Le più belle donne avevano una falange d'ammiratori, quasi tutti
veneziani, che ne aspettavano ogni anno il passaggio, non diversamente
dal cacciatore che aspetta lo stormo della ghiotta selvaggina. Esse
s'imbevevano il giorno della luce e dei salsi umori di Lido, felici di
quella piena vita animale che ingagliardisce il sangue e stende sulle
carni una delicata patina di bronzo; la sera, tornavano alle consuete
eleganze o nelle grandi sale dei grandi alberghi o in Piazza San Marco.
Si susurrava di passioni e di capricci, di gelosie e di tradimenti.

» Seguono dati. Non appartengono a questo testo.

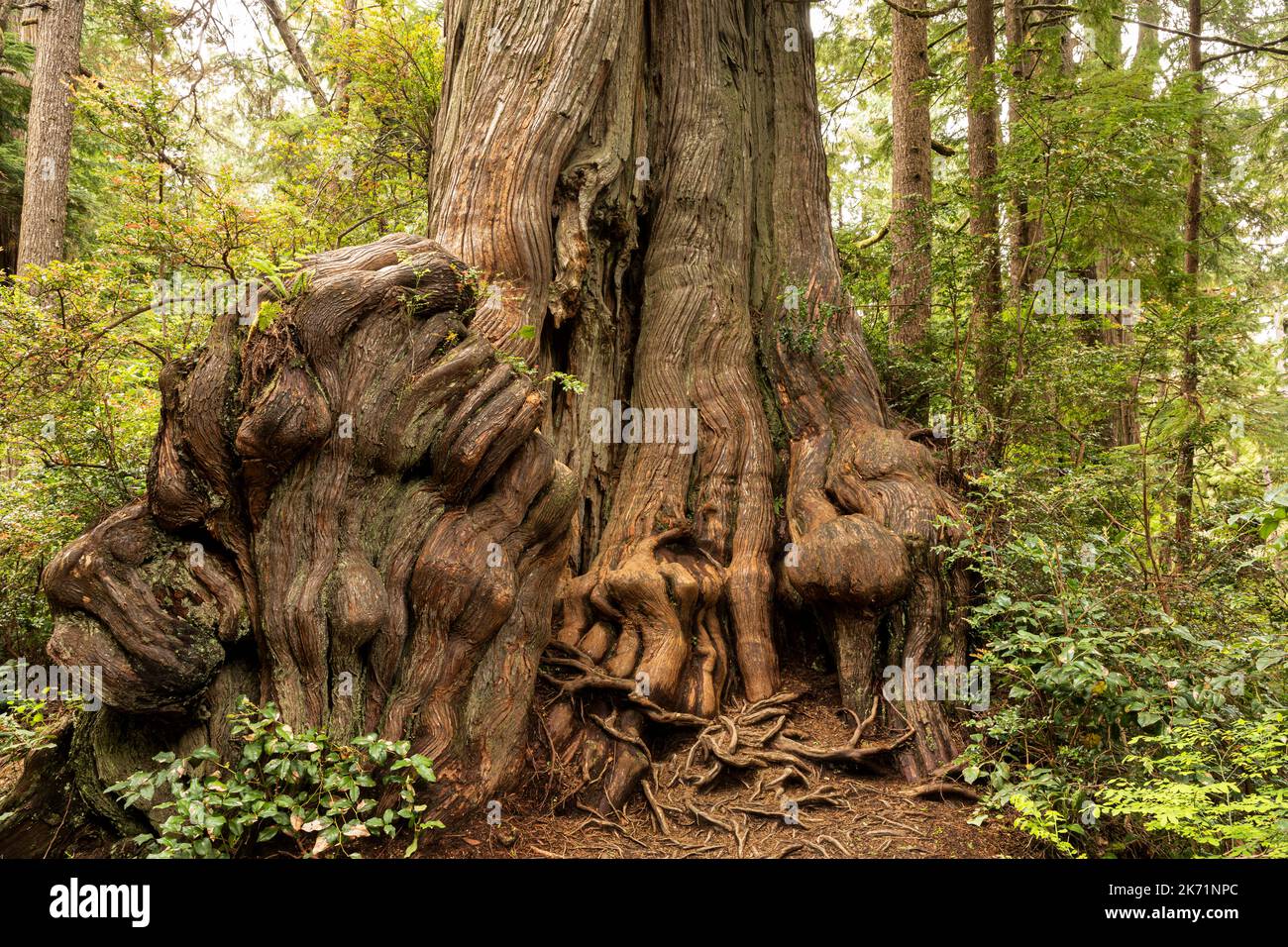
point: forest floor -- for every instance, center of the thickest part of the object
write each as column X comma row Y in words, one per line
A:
column 844, row 813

Il suicidio d'una giovane inglese, un duello tra due russi, avevano
messo in tumulto la città; poi rapidamente le grandi feste offerte da un
patrizio alla colonia straniera e uno straripare di lusso portentoso,
una vera orgia di colori e di bellezze e di dovizie, avevan cancellato
la memoria di quelle drammatiche vicende. E l'eco del tripudio non era
spenta, chè la fuga d'una giovinetta con un uomo attempato aveva
riaperto i fiumi dei discorsi scandalosi; poi una nuova festa, la
colonia straniera che ringraziava il patrizio dell'ospitalità ricevuta,
profondendo altri tesori, sfoggiando nuovo fasto, e l'arrivo del Re, e
la caduta d'un ministero, e un accavallarsi di fatti piccoli e grandi,
avevan dato materia alle chiacchiere e non avevano saziato la curiosità
instancabile degli uomini.
La vita correva la sua corsa senza freno, superba, indifferente,
inconsapevole, travolgendo ed esaltando, premiando e punendo; e il nome
di questo o di quello roteava come un palèo.

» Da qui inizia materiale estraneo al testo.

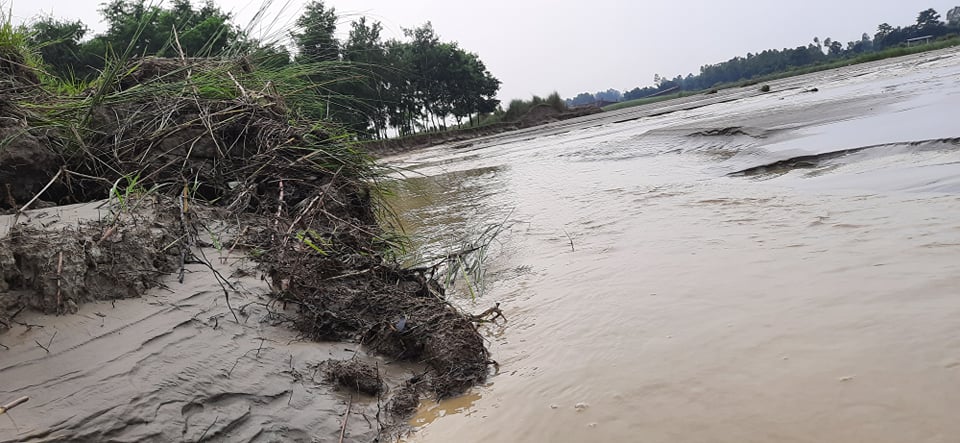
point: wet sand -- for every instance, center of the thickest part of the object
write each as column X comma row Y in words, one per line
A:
column 651, row 296
column 174, row 365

Un giorno sulla terrazza di Lido, un pugno di gentiluomini faceva corona
ad alcune dame, la contessa Lombardi, la contessa Fausta di Montegalda,
la duchessa di Torrecusa. Erano gli uomini il conte Alvise Priùli, il
conte Mercatelli, parecchi giovani, tra i quali il conte Paolino
Berlendi.
Paolino aveva enunziato anche in quei giorni che la donna americana si
riconosce a occhio; aveva tenuto una scommessa, e aveva scambiato
un'austriaca per un'americana. Se ne rideva ancora. Paolino
imperturbabile aveva osservato che nelle vene dell'austriaca, per
qualche dimenticato incrocio, doveva scorrere sangue americano; e
conosciuta personalmente la giovane, se ne era innamorato. Anche questo
episodio aveva fatto ridere; ma Paolino Berlendi, senza badare ai frizzi
dei compagni, dava intanto una caccia accanita alla straniera e sperava
impigliarla nelle sue reti.
--Che cosa guardate?--gli domandò Fausta d'un tratto.
La bellezza della contessa pareva scintillare sotto il sole; i capelli
neri avevan riflessi azzurrini e gli occhi cilestri esprimevano una
dolce ingenuità qualche poco in contrasto con l'anima sensuale ed
egoista della donna.
--Guardo tutte queste forestiere,--disse Paolino.--Non vi pare che
giungano a Venezia già ubbriache d'amore e di Ruskin?
--Voi parlate del Ruskin come d'un liquore,--osservò la contessa
Lombardi sorridendo.
--È vero; ma io preferisco il cognac,--rispose Paolino.--Il fatto è che
le straniere sono innamorate.
--E di chi?--domandò Fausta.
--Di me, contessa!--affermò Paolino trionfante.
Gli uomini risero.
--Ma sai tu chi è il Ruskin?--domandò il conte Priùli.
--No; non l'ho mai letto....
--È naturale,--disse il Priùli.--Tu devi darti all'agricoltura, e
sappiamo che studi accanitamente per distinguere una patata da una
barbabietola.
--Un'austriaca da un'americana,--corresse Fausta di Montegalda.
Già Paolino stava per rispondere, quando un silenzio improvviso si fece.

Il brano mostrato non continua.